# Charts for bus service opportunities by tract and CalEnviroScreen / Density Scores

* Density and CalEnviroScreen both grouped as low/med/high
* Provide some charts to accompany maps
* Heatmaps to show distribution?
* Scatterplot of pop density vs service density

In [None]:
import intake
import pandas as pd

from shared_utils import portfolio_utils
import setup_tract_charts

catalog = intake.open_catalog("*.yml")

In [None]:
def import_processed_data()-> pd.DataFrame:
    """
    Import processed bus stop times data by census tract.
    
    Clean up columns, dtypes, labeling for making visualizations.
    """
    df = catalog.bus_stop_times_by_tract.read()
    
    fill_with_zero = [
        "total_arrivals", "n_stops", "n_operators",
        "num_jobs", "Population",
        "num_pop_jobs"
    ]
    
    df[fill_with_zero] = df[fill_with_zero].fillna(0).astype(int)
    
    df = df.assign(
        popjobdensity_group = pd.qcut(df.popjobs_sq_mi, q=3, labels=False) + 1,
        arrivals_per_1k_pj = (df.total_arrivals / df.num_pop_jobs) * 1_000,
    )

    df = df.assign(
        arrivals_group_pj = (pd.qcut(df.arrivals_per_1k_pj, q=3, labels=False) + 1).astype("Int64"),
    )
    
    # Map getting too big, use simplify to decrease size
    df = df.assign(
        geometry = df.geometry.simplify(tolerance=0.005)
    )
    
    # Address small numbers issue
    df = df[df.Population > 10].reset_index(drop=True)
    
    return df


def aggregate_generate_stats(
    df: pd.DataFrame, 
    group_cols: list
) -> pd.DataFrame:
    # After subset
    t1 = portfolio_utils.aggregate_by_geography(
        df, 
        group_cols = group_cols, 
        sum_cols = ["n_stops", "n_operators", "Population", 
                    "num_jobs", "num_pop_jobs", "total_arrivals"], 
        count_cols = ["Tract"], 
    ).astype("int").sort_values(group_cols)
    
    DENOM = 1_000
    t1 = t1.assign(
        arrivals_per_1k_pj = (t1.total_arrivals / t1.num_pop_jobs) * DENOM,
        stops_per_1k_pj = (t1.n_stops / t1.num_pop_jobs) * DENOM,
    )  
    
    round_me = [i for i in t1.columns if ("sq_mi" in i)
                or ("per_1k" in i) or ("ptile" in i)]
    
    t1[round_me] = t1[round_me].round(2)
    
    return t1

In [None]:
df = import_processed_data()

In [None]:
## Create 3 sets of aggregated datasets to use for charts
# (1) By popjobdensity - equity
by_density_equity = aggregate_generate_stats(
    df, 
    group_cols = ["popjobdensity_group", "equity_group"])
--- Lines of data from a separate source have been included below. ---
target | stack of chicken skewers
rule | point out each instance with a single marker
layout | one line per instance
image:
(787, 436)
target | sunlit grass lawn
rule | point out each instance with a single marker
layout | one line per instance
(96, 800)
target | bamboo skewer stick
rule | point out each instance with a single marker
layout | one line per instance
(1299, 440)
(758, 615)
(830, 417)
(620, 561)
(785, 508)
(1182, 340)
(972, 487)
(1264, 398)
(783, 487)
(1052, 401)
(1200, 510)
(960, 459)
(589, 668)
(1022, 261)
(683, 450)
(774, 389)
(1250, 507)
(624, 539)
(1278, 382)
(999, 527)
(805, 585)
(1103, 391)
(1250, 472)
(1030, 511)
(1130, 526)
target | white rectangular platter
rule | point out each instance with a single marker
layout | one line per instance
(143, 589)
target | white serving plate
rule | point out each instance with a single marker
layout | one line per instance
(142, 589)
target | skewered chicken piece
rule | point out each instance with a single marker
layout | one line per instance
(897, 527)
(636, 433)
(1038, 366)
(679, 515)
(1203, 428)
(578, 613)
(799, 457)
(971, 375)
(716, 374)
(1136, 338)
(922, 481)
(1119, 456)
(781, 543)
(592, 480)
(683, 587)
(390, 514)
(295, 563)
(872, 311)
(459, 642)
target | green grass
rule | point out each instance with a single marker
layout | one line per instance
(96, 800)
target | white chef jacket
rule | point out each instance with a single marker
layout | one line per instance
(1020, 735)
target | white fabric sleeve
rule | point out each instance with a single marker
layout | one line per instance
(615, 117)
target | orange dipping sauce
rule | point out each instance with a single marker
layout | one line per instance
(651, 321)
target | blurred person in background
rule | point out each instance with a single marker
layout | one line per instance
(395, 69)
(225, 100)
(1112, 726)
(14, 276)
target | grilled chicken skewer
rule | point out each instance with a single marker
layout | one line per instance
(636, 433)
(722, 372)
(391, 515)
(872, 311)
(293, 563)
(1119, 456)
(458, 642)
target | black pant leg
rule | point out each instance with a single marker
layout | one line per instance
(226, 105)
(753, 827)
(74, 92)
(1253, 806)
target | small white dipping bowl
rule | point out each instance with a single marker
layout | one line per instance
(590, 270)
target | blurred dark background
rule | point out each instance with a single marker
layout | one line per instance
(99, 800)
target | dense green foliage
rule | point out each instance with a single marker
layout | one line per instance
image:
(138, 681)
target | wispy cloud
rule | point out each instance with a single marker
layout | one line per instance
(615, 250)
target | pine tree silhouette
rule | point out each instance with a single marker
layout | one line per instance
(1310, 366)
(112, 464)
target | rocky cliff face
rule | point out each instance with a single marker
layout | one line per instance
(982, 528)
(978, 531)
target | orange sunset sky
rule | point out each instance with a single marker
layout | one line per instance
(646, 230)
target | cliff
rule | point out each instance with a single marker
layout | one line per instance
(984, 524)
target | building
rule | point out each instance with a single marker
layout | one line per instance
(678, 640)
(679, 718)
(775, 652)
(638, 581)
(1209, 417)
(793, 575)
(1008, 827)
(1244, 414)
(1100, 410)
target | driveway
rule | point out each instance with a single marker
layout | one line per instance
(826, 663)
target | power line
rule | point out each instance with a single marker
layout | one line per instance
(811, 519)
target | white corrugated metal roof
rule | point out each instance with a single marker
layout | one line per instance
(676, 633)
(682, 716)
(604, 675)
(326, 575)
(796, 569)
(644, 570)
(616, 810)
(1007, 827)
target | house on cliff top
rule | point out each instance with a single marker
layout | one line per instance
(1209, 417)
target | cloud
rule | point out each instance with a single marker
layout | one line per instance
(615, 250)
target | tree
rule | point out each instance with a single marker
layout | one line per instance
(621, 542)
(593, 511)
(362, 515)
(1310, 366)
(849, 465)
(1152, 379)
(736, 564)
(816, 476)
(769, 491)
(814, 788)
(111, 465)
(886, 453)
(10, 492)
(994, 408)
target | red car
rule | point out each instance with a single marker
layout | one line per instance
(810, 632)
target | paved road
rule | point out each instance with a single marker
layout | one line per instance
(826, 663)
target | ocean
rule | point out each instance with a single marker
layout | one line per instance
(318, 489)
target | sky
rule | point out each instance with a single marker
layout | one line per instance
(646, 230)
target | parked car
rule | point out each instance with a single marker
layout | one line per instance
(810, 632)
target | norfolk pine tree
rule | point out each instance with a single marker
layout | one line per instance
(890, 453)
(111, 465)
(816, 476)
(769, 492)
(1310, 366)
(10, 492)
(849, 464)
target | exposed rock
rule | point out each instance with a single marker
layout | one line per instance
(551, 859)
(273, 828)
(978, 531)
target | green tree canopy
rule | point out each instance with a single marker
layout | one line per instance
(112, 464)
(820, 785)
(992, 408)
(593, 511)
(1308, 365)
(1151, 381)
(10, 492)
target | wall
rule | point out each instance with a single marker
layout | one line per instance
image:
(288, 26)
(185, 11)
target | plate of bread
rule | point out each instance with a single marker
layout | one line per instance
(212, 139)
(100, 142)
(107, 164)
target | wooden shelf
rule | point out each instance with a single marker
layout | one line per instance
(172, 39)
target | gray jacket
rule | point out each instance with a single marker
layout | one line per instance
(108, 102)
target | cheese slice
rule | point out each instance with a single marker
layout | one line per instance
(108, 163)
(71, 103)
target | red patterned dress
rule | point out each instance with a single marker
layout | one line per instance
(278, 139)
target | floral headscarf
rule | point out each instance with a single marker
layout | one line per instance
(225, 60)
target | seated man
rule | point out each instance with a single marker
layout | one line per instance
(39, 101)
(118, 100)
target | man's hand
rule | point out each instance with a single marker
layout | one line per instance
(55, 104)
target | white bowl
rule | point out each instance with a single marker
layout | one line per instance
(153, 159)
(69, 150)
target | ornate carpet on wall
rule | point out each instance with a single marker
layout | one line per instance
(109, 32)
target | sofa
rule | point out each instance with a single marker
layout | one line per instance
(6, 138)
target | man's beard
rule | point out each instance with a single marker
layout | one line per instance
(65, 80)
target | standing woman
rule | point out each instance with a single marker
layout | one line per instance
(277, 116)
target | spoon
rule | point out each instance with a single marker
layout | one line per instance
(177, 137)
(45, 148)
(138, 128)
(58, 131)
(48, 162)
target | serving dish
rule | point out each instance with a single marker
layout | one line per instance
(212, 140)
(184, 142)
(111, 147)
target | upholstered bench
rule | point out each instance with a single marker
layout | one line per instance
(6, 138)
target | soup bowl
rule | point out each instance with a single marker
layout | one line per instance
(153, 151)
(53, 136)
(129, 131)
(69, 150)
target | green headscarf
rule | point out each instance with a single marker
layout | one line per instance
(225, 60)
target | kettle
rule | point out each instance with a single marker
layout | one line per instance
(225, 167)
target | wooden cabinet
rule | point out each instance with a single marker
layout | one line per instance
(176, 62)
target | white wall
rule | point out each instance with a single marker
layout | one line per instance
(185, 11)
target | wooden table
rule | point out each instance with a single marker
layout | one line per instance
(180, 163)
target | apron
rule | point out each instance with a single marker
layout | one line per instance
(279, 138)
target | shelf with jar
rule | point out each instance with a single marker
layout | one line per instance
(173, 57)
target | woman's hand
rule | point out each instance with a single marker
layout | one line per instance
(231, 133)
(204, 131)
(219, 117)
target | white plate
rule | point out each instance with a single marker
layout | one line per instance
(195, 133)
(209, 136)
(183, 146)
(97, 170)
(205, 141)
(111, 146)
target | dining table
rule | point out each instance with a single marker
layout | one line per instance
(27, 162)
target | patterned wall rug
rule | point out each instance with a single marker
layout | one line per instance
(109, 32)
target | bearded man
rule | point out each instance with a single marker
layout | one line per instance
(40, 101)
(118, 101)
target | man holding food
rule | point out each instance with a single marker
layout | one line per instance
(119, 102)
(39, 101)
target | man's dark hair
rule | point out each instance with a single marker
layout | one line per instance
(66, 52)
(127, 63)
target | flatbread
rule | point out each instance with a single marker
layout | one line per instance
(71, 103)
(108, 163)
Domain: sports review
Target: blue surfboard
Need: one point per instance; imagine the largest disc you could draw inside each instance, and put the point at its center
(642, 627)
by_density_equity = by_density_equity.assign(
    popjobdensity_group = by_density_equity.popjobdensity_group.map(
        setup_tract_charts.LEGEND_LABELS)
)

In [None]:
setup_tract_charts.grouped_bar_chart(
    by_density_equity, 
    x_col="popjobdensity_group", 
    y_col="arrivals_per_1k_pj", 
    color_col="popjobdensity_group",
    grouped_col="equity_group",
    y_max=by_density_equity.arrivals_per_1k_pj.max() + 10, 
    chart_title="Arrivals per 1k by Pop / Job Density", 
)

## Opportunity Tracts

Tracts in the lower right quandrant, but pick out the most extreme cases.

Tracts with > 75th ptile for pop/job density & < 25th ptile for service density.

Especially the medium-need tracts, these would be the ones dragging down the average for the middle yellow bar.

In [None]:
# Grab the ones with density above 75th percentile
# and in the lower 25th percentile for service density
p75 = df.popjobs_sq_mi.quantile(0.75)
p25 = df.arrivals_per_1k_pj.quantile(0.25)

df = df.assign(
    is_oppor_tract = df.apply(lambda x: (x.popjobs_sq_mi > p75) and 
                       (x.arrivals_per_1k_pj < p25), axis=1)
)

In [None]:
df[df.is_oppor_tract==True].explore(
    "is_oppor_tract",
    tiles = "CartoDB Positron",
    categorical = True
)